Un uomo di cinquantacinque anni abusa di una bimba di nove, imparentata con elementi della criminalità organizzata di Caivano. Il pedofilo, pregiudicato e fratello di un collaboratore di giustizia, è stato individuato poche ore dopo aver abusato della piccola, è stato fermato per strada e massacrato di botte da un commando di quattro persone. Il giorno dopo poi, è stato portato in un appartamento disabitato e a forza di schiaffi è stato “interrogato”
Gli è stato ordinato di andare via da Caivano, la stessa città di Raimondo Caputo, condannato all’ergastolo per l’assassinio di Fortuna Loffredo, la bimba del parco Verde abusata e uccisa il 24 giugno del 2014.

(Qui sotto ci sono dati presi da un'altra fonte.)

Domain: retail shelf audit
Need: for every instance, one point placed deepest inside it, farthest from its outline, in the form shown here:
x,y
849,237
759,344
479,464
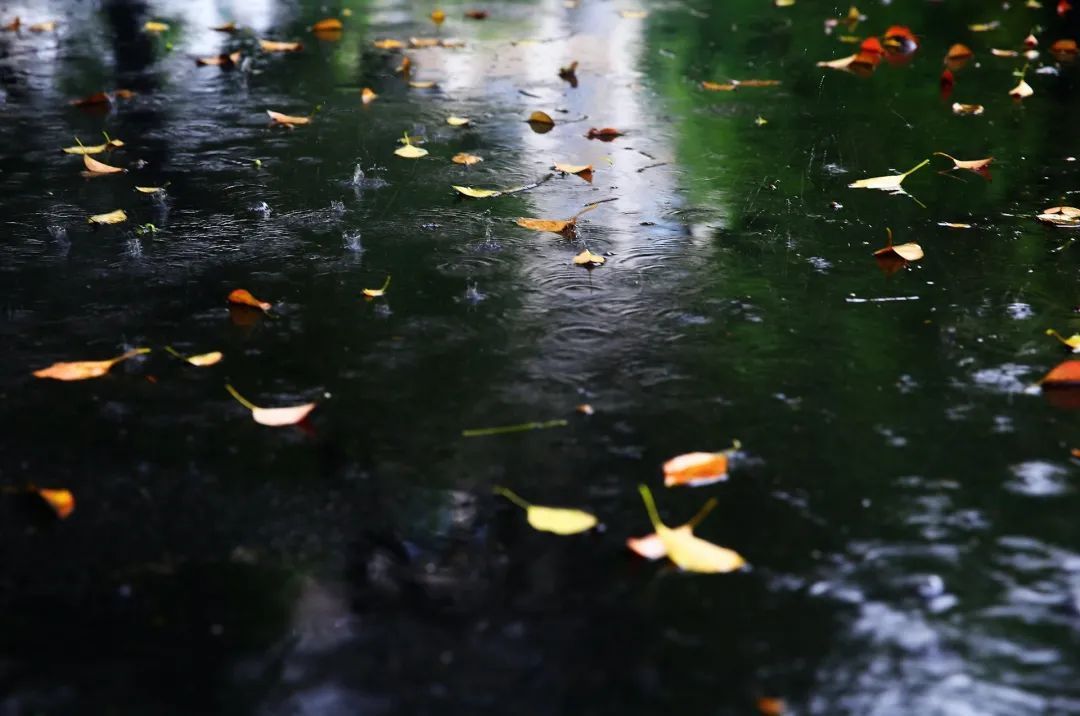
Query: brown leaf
x,y
243,297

Il pedofilo fermato dal commando ha avuto salva la vita perché con la bimba aveva solo mimato un atto sessuale.
Tutto questo è accaduto tra il 21 e il 22 aprile scorso. Ieri i carabinieri della compagnia di Casoria, diretta dal capitano Francesco Filippo con i colleghi dalle tenenza di Caivano, hanno arrestato l’uomo a Rimini, dove si era nascosto dopo la precipitosa fuga da Caivano, avvenuta nel mese di giugno.

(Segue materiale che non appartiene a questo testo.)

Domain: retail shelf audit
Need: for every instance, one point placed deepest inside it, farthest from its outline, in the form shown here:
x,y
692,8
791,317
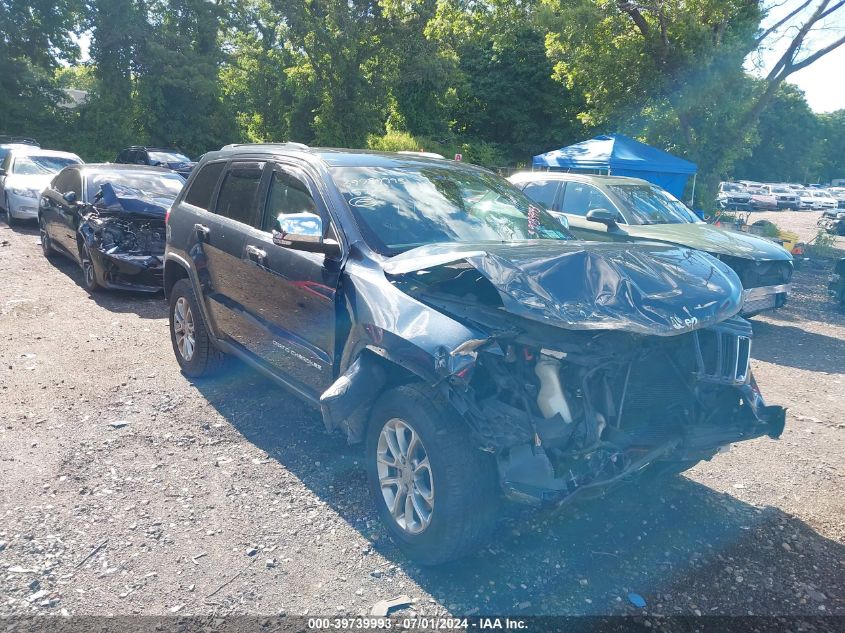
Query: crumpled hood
x,y
120,200
711,239
653,289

I militari hanno eseguito un’ordinanza di custodia cautelare in carcere, nella sezione dei sex offender, disposta dal gip del tribunale di Napoli nord su richiesta del pm Fabio Sozio della Procura di Napoli nord, diretta da Francesco Greco per i reati di violenza sessuale aggravata ai danni di una minore di età inferiore ai dieci anni e per aver violato il soggiorno obbligato a Caivano a cui era stato sottoposto circa due anni fa. L’ordine di carcerazione era stato disposto già nel mese di giugno. La vicenda è venuta fuori perché, il ventuno aprile scorso, l’uomo dopo il violento pestaggio che gli aveva causato lesioni guaribili in una decina di giorni, si era presentato dai carabinieri della locale tenenza per sporgere denuncia contro ignoti. Circa i motivi della brutale aggressione, l’arrestato affermava che probabilmente era scattata come vendetta trasversale in quanto il fratello è un collaboratore di giustizia. Una versione che non convinse per niente i carabinieri che avviarono immediatamente una indagine.
I militari hanno raccolto testimonianze precise dalle persone informate sui fatti e raccolto la testimonianza della bambina avvenuta in audizione protetta. Il quadro che è venuto fuori è stato tale da indurre il gip a disporre in tempi molto rapidi la carcerazione del pedofilo.